Colburn is generally given credit for pulling together all the disparate pieces of information from many different disciplines that point to the profound problems caused by environmental estrogens, otherwise known as synthetic estrogen disruptors.
These substances either distort or obstruct the action of natural hormones in living organisms. As a result, not only hormonal, but also nervous and immune function is severely disturbed. Naturally, the less developed the organism, the more susceptible it is to these poisons. Therefore, these influences are particularly devastating to immature organisms — unhatched eggs, human fetuses, ...
Colburn’s research showed that the effects of the estrogen disruptors are appearing in various biological phenomena observed by scientists in recent years. On the surface these phenomena seemed to have no connection, but Colburn has been able to make strong arguments that they are indeed interrelated.
The consequences of estrogen pollutants take many forms. They range from structural deformities, poor survival rates among newborn animals and increasing sterility in wildlife to rising cases of various types of cancer and lowered sperm counts in humans.
In general, it is possible to categorize two types of effects in humans. In females, the excessive estrogen will give rise to overdevelopment of hormone related tissue.
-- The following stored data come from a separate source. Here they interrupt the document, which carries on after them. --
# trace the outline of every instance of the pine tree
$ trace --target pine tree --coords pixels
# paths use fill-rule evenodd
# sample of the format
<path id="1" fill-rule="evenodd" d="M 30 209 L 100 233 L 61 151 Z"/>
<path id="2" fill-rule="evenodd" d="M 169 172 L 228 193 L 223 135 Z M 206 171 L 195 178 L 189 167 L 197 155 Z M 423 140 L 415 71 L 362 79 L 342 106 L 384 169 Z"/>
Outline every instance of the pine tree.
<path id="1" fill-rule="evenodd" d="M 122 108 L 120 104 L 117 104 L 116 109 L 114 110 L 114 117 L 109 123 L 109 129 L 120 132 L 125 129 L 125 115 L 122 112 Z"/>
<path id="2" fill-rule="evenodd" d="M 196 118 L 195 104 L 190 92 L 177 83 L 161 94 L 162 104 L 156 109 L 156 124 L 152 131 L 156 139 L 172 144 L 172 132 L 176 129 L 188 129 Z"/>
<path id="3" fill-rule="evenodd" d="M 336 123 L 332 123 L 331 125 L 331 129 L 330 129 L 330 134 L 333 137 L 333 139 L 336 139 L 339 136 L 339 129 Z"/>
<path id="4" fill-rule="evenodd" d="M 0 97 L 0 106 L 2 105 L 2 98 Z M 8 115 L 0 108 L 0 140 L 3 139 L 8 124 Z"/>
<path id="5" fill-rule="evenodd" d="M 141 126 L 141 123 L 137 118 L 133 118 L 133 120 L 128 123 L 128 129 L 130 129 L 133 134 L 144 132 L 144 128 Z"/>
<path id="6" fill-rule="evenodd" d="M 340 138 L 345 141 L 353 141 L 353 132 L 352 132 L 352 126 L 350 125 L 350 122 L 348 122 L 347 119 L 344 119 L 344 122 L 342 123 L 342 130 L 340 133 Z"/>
Thus it is thought that the current epidemic of breast cancer is a possible result of estrogen disruptors.
Likewise, the increase in cases of endometriosis — a disease where uterine tissue is found to grow outside the uterus — over the last two decades is also linked to environmental estrogen.
In males, the increases in estrogen will lower testosterone levels. This leads to lower sperm counts and a higher incidence of sterility. This correlates to well documented drops in sperm counts over the last four decades.
In the Amicus article Colborn points out that one of the problems with current attitudes toward chemical toxicity and pollutants in general is that safety is almost exclusively measured in terms of cancer. That is, scientists are focused on determining at what levels exposure to a particular substance will induce cancer.
But she maintains that we must become aware that environmental estrogens, even if they are not carcinogenic, can have subtler, more insidious effects that are in the end equally disastrous. And since these substances build up in the system and effect the development of future generations, there may well be no minimal level below which exposure is safe.
The implications of these theories are enormous. In the face of them, it is hard not to become extremely pessimistic about the fate of life on earth. The rate at which we are self-destructing may be too rapid for us to halt our slide into oblivion.